Observe the present moment as it is. The aim of
mindfulness is not quieting the mind, or attempting to achieve a state of
eternal calm. The goal is simple: we’re aiming to pay attention to the present
moment, without judgment. Easier said than done, we know.
Let your judgments roll by. When
we notice judgments arise during our practice, we can make a mental note of
them, and let them pass.
Return to observing the present moment as it
is. Our minds often get carried away in thought. That’s why mindfulness is
the practice of returning, again and again, to the present moment.
5. Be kind to your wandering mind. Don’t judge yourself for whatever thoughts crop up, just practice recognizing when your mind has wandered off, and gently bring it back.
That’s the practice. It’s often been said that it’s very simple, but it’s not necessarily easy. The work is to just keep doing it. Results will accrue.

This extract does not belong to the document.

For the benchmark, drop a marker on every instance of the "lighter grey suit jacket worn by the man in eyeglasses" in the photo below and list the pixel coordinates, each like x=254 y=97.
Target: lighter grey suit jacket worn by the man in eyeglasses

Mindfulness is the awareness of “some-thing,” while meditation is the awareness of “no-thing.” There are many forms of meditation. ... Others use the body as a means to develop awareness, such as yoga or walking; others use sound, as in chanting or intoning sacred words. “I could never still my mind.
How to Meditate
This meditation focuses on the breath, not because there is anything special about it, but because the physical sensation of breathing is always there and you can use it as an anchor to the present moment. Throughout the practice you may find yourself caught up in thoughts, emotions, sounds—wherever your mind goes, simply come back again to the next breath. Even if you only come back once, that’s okay.
A Simple Meditation Practice
Sit comfortably. Find
a spot that gives you a stable, solid, comfortable seat.
Notice what your legs are doing. If on
a cushion, cross your legs comfortably in front of you. If on a chair, rest the
bottoms of your feet on the floor.
Straighten your upper body—but don’t
stiffen. Your spine has natural curvature. Let it be there.
Notice what your arms are doing. Situate
your upper arms parallel to your upper body. Rest the palms of your hands on
your legs wherever it feels most natural.
5. Soften your gaze. Drop your chin a little and let your gaze fall gently downward. It’s not necessary to close your eyes. You can simply let what appears before your eyes be there without focusing on it.